Guides des « bonnes pratiques » et obligations de sécurité de l’employeur

Le gouvernement et le patronat ont préparé la reprise d’activité en s’appuyant sur la négociation de « guides sectoriels de bonnes pratiques ». Ces derniers visent à compléter les dispositions générales du code du travail relatives aux obligations des employeurs en matière la santé et sécurité des salariés dans le cadre de la crise sanitaire actuelle.
Le patronat compte ainsi s’exonérer de ses responsabilités envers les salariés. En effet, dès lors qu’auront été négociés ces guides, le juge pourrait être influencé et avoir tendance à considérer que l’employeur a répondu à ses obligations en suivant strictement les recommandations décrites – même si elles sont partielles ou ne répondent pas aux besoins ou réalités des conditions de travail dans les entreprises. Et ce serait faire peser un risque aux salariés d’être déboutés. De la même manière, la nature juridique des guides ou fiches métiers n’est pas évidente, et un employeur pourrait reprocher à un salarié ou un syndicat de ne pas les avoir contestés devant le juge.
Pour ces raisons, il est impératif de prêter tout d’abord une grande attention à la négociation de ces accords. Nous recommandons également aux syndicats et aux fédérations de ne pas les signer et de communiquer publiquement leurs analyses sur les manquements en matière de protection des salariés. C’est à ces conditions que nous pourrons faire valoir les droits des salariés en justice ultérieurement, et faire reconnaitre la responsabilité le cas échéant des employeurs.

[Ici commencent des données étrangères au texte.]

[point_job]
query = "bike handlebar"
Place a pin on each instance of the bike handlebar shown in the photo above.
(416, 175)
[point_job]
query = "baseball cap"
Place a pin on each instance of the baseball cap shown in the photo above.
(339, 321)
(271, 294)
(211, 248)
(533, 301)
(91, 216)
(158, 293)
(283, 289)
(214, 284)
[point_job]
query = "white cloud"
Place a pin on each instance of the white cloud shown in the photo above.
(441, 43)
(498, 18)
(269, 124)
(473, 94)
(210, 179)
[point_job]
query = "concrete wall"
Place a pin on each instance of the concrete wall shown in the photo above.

L’employeur doit prendre les mesures nécessaires pour assurer la sécurité et protéger la santé physique des salariés. La force de cette obligation de sécurité est définie par la Cour de cassation, qui a fait évoluer sa jurisprudence en 2015.

Avant 2015, c’était une obligation de sécurité de résultat. Cela signifiait que pour savoir si la responsabilité de l’employeur pouvait être engagée, on regardait seulement le résultat, c’est à dire l’état de santé du salarié. Si la santé du salarié était atteinte, la responsabilité de l’employeur était automatique. Cela valait également pour la prévention des risques : dès lors qu’un employeur exposait un salarié à un risque sans prendre les mesures de protection appropriées, il manquait à son obligation de sécurité de résultat. De la même manière, la responsabilité de l’employeur pouvait être engagée si le risque se réalisait, quand bien même il aurait pris toutes les mesures nécessaires pour l’éviter.

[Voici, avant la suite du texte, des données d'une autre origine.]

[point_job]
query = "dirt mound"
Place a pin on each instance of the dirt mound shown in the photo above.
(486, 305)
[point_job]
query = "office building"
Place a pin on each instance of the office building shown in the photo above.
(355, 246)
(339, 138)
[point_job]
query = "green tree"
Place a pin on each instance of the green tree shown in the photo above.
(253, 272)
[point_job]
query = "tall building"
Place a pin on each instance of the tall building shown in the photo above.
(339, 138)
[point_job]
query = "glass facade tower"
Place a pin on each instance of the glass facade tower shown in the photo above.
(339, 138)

Depuis 2015, la Cour de cassation a modifié sa jurisprudence en faveur des employeurs. Désormais, si l’employeur justifie avoir pris toutes les mesures nécessaires, il ne manque pas à son obligation de sécurité même si la santé du salarié est atteinte. L’obligation de sécurité est donc maintenant une obligation de moyen renforcée : la responsabilité de l’employeur n’est plus recherchée en fonction de l’atteinte effective à l’état de santé du salarié, mais en fonction des moyens qu’il a mis en oeuvre pour essayer de la préserver.

L’enjeu est donc désormais de savoir si l’employeur a réellement pris toutes les mesures nécessaires pour garantir la santé de ses salariés.

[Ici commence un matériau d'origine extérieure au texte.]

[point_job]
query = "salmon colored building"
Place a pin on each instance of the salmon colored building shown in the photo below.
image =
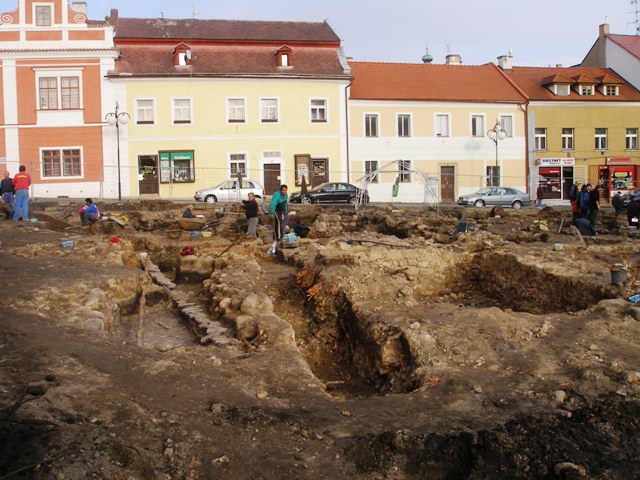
(52, 96)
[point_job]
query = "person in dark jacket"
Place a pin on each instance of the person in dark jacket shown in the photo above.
(7, 191)
(583, 201)
(633, 213)
(188, 212)
(251, 211)
(594, 205)
(616, 203)
(574, 193)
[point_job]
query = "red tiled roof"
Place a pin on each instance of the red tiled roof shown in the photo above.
(631, 43)
(455, 83)
(225, 30)
(533, 81)
(157, 59)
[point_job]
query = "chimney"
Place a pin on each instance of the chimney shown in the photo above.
(505, 62)
(80, 7)
(454, 59)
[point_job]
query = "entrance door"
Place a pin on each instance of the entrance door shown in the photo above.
(447, 184)
(271, 178)
(148, 169)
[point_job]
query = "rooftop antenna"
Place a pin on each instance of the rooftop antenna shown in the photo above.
(637, 20)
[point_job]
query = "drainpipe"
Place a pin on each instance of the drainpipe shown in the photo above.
(526, 145)
(346, 118)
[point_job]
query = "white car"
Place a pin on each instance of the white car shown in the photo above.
(228, 191)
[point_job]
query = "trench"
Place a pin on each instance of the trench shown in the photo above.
(500, 280)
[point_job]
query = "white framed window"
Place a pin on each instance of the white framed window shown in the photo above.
(477, 126)
(145, 111)
(561, 90)
(404, 125)
(237, 164)
(369, 167)
(567, 138)
(493, 176)
(601, 139)
(181, 111)
(43, 14)
(236, 110)
(59, 89)
(404, 171)
(506, 123)
(540, 139)
(371, 125)
(61, 162)
(442, 125)
(269, 110)
(631, 139)
(318, 110)
(586, 90)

Les mesures nécessaires ne sont pas clairement définies par le Code du travail, qui fait seulement référence à des obligations générales relatives à des actions de prévention, d’information, de mise en place d’une organisation et de moyens adaptés, le tout pour notamment éviter, évaluer et combattre les risques qui ne peuvent pas être évités.

C’est précisément l’objet des guides de bonnes pratiques en matière de santé et de sécurité que le gouvernement veut établir au niveau des branches dans le cadre de l’épidémie actuelle : définir quelles sont les mesures nécessaires que les employeurs doivent prendre. Le risque est que si l’employeur respecte ces bonnes pratiques, un juge considère qu’il a mis en oeuvre toutes les mesures nécessaires pour garantir la santé des salariés et que sa responsabilité ne peut donc pas être recherchée, même en cas de contamination. C’est d’ailleurs l’objet de la communication gouvernementale, qui estime que si l’employeur respecte les recommandations sanitaires, il respecte son obligation de sécurité. Si les organisations syndicales signent ce type de guide, cela rendra selon nous encore plus compliqué pour les salariés d’engager la responsabilité de leur employeur en cas de contamination, car un juge pourrait considérer qu’en signant, le syndicat a considéré que les mesures prévues par le guide étaient effectivement suffisantes pour que l’employeur respecte son obligation de sécurité.

Se posait également la question de la valeur juridique des guides de bonnes pratiques et autres fiches conseils métiers destinés à accompagner la reprise d’activité. Sont-ils de simples recommandations, ou sont-ils des actes réglementaires contraignants ? Le Conseil d’Etat a rendu une décision le 29 mai qui pourrait répondre à cette question :

  • S’agissant des guides de bonne pratique : leur publication n’est pas susceptible de recours, il ne s’agit donc pas d’actes réglementaires.
  • S’agissant des fiches conseils métiers : le Conseil d’Etat a analysé leur contenu. Cela signifierait qu’il s’estime compétent pour juger de la légalité de ces fiches métiers, qui auraient donc une nature réglementaire.

La nature de ces documents n’est pas un débat juridique sans conséquence. En effet, si les fiches métiers sont susceptibles de recours comme le laisse entendre le Conseil d’Etat, cela signifie que si un salarié ou un syndicat souhaite engager la responsabilité de l’employeur au regard de son obligation de sécurité, ce dernier pourrait se défendre en disant que si l’on considérait vraiment les recommandations contenues dans les fiches métiers étaient insuffisantes, nous n’avions qu’à en contester le contenu devant le juge. A défaut de contentieux, un employeur pourrait dire qu’il s’agit d’une validation implicite de ces fiches métiers par les salariés et les syndicats. Il est donc d’autant plus important de communiquer par écrit et publiquement sur les lacunes ou les insuffisances de ces fiches métiers.